Descritto così ci si immagina una “diavoleria” di qualche inventore da cartone animato giapponese. Qualcosa alla “Dr. Slump & Arale” per chi si intende di Manga. Invece la ricerca pare avere solide fondamenta scientifiche.
Ascoltando e registrando vari tipi di pianto gli studiosi hanno riscontrato l’esistenza di diversi pattern ricorrenti. Frequenza, intensità e spettro sonoro delle grida, contribuiscono a formare la formula segreta che permette di distinguere uno urletto di dolore dalla richiesta di cambiare il pannolino.

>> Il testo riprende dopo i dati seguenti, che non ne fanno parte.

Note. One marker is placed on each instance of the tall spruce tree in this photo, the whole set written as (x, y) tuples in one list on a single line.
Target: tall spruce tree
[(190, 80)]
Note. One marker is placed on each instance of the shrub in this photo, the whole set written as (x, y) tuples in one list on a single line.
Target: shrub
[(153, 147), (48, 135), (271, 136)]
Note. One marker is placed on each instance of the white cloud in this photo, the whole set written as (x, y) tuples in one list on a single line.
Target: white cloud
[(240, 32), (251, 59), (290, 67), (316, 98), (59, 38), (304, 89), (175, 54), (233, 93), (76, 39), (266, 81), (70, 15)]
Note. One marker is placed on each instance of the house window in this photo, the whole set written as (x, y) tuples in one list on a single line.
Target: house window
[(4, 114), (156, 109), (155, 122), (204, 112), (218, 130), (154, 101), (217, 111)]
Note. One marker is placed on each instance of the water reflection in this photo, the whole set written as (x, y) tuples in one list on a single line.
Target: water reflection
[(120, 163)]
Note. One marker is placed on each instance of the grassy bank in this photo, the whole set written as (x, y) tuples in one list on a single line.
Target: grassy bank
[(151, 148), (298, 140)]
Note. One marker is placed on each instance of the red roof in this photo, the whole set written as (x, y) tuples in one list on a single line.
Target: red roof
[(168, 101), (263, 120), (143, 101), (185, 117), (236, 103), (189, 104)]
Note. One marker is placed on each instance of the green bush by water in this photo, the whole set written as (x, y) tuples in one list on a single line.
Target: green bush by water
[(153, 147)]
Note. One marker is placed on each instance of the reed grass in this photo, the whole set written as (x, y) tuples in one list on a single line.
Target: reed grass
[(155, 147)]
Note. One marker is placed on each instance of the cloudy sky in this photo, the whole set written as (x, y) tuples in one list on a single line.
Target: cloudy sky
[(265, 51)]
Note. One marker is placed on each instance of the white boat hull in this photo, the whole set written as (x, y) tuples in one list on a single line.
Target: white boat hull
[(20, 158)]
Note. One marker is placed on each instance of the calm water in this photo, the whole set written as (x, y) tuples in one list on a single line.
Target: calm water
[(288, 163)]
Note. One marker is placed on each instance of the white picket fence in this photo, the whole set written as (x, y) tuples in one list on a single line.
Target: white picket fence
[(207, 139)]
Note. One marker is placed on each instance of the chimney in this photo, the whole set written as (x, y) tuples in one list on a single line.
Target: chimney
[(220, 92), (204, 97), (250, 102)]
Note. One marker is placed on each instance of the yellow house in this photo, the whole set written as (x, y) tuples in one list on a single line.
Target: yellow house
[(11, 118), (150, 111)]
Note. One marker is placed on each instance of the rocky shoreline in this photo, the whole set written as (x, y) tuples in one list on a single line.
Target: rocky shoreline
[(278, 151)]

Nei primi test, gli scienziati sono riusciti a distinguere correttamente gli strilli di dolore da tutti gli altri. E sono ora al lavoro per completare la catalogazione, in modo da poter arrivare, un domani a poter associare a ciascun tipo di strillo il suo esatto significato.
Del resto, in commercio ci sono già dei dispositivi simili, anche se “meno professionali”. C’è un apparecchio che si chiama Why Cry Baby Analyzer (costo 85,99 € – vd. foto) e c’è anche un’applicazione per iPhone chiamata Cry Translator, inventata da un pediatra spagnolo. Le recensioni degli utenti su iTunes, non sono però molto entusiaste.
Questo tipo di tecnologia potrebbe essere un toccasana per i neo genitori alle prese con l’inevitabile incomunicabilità che contraddistingue il loro rapporto con il neonato ma i pediatri per ora storcono il naso: l’imparare a interpretare le esigenze del proprio piccolo fa parte integrante dell’esperienza genitoriale e contribuisce a rafforzare i legami fra madre, padre e figlio.